A Way Out

"A Way Out" Continued...

Issue: "The audacity of real change," Aug. 23, 2008

It's a hard lifestyle to leave. Bonnie Brown came to the program just three weeks ago. A volunteer known as "Big Dog" who roves the streets looking for girls to rescue, brought her in. "I never had anyone genuinely tell me I was beautiful. They always wanted something in return," Brown said, barely able to sit still, her lips blistered and cracking. She has an associate's degree but lost custody of her children. Last month she was living behind a Texaco station, turning tricks for crack and blow-drying her hair with the washroom's hand dryer. She relapsed last weekend but came back a day later: "It is hard for me to believe that someone cares for me this much."

But Brown must also show she is committed to the program. "It always bothers you [to turn some away]," Wiley said, "but I can't be their enabler if I'm going to love them like Christ does." She treats relapses like Brown's on an individual basis.
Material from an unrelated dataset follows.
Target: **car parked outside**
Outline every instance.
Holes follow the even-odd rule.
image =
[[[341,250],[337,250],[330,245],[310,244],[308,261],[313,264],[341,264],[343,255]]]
George Kuykendall is a former helicopter pilot whose bear-like frame would barely fit in a cockpit now. A father of three girls, he's also executive director of A Way Out's parent organization, Citizens for Community Values. He and Wiley took WORLD for a tour of Memphis' sex trade, pointing out strip clubs and "ho tracks," blocks of dirty streets lined with cheap restaurants and dilapidated office buildings where prostitutes sell themselves. One club peaks at 3 a.m. when FedEx, the heart of Memphis' economy, lets out its night shift.
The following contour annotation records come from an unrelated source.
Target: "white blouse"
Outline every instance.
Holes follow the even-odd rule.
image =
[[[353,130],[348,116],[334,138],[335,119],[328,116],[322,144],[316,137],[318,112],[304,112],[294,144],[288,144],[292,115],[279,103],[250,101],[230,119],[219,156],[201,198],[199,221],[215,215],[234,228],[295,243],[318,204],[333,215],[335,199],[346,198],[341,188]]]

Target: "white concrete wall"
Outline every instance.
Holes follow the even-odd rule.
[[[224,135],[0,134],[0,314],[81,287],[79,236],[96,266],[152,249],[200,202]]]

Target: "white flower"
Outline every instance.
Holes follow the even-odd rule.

"What Carol's doing is the first thing they have seen that's making a difference and getting these women off the street," he said. "They" are the police, who now refer clients to the program and work with Kuykendall to stop the problem where it starts: in the clubs. "Memphis has been the rape capital of the country for several years," he said, "and that's a byproduct of the other things that go on."
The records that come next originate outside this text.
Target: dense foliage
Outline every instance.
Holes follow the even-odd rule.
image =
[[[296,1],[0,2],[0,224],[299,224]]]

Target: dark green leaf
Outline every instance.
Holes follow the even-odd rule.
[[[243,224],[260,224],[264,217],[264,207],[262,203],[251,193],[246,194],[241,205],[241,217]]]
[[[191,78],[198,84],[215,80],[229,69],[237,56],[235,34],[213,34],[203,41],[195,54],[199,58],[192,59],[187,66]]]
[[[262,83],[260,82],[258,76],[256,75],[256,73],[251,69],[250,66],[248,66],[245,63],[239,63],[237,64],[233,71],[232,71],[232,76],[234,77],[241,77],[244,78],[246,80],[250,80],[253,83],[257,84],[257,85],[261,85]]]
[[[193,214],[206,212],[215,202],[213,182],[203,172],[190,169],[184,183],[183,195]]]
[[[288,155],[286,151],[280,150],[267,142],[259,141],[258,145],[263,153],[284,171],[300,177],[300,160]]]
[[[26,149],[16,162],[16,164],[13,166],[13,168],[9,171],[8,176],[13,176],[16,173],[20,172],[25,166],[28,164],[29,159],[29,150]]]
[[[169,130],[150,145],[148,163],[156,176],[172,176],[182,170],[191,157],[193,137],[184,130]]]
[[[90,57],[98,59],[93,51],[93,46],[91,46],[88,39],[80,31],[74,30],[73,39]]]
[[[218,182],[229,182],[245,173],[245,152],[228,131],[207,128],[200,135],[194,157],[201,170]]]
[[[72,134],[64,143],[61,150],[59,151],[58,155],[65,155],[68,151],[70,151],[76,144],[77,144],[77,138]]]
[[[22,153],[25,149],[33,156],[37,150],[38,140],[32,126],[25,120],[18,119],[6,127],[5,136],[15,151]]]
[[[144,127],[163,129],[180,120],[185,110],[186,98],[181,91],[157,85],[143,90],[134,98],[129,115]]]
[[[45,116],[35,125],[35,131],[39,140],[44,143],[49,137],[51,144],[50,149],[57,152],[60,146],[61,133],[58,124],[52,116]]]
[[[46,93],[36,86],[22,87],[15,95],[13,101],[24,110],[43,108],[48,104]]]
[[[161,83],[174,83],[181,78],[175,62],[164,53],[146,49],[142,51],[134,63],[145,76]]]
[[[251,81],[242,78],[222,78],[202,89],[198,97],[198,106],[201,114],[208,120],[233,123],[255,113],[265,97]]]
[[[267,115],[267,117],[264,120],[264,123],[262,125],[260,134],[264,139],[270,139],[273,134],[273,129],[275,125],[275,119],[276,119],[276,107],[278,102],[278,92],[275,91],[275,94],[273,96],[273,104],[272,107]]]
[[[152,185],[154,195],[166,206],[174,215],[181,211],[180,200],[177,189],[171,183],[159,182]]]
For the last nine years Kuykendall has campaigned successfully for various city ordinances designed to curtail the clubs; now laws limit operating hours, ban alcohol sales, and keep strippers at least six feet from patrons. They seem to be working. When Kuykendall came to Memphis there were 13 strip joints; now there are nine. Sometimes he visits the remnants of the city's former No. 1 club, Platinum Plus, the site of his greatest regulatory achievement. Chains bar its doors and the only thing that's naked is the parking lot.

Kuykendall drove on and the club, about 20 miles from Graceland, faded in the mirrors. Wiley peered out the window of the SUV, scanning the sidewalks for prostitutes and hoping to give them a small care package of tissues, lipstick, lotion, and some information about A Way Out. "We find them dancing in the dark," she said, "and we want them living in the light."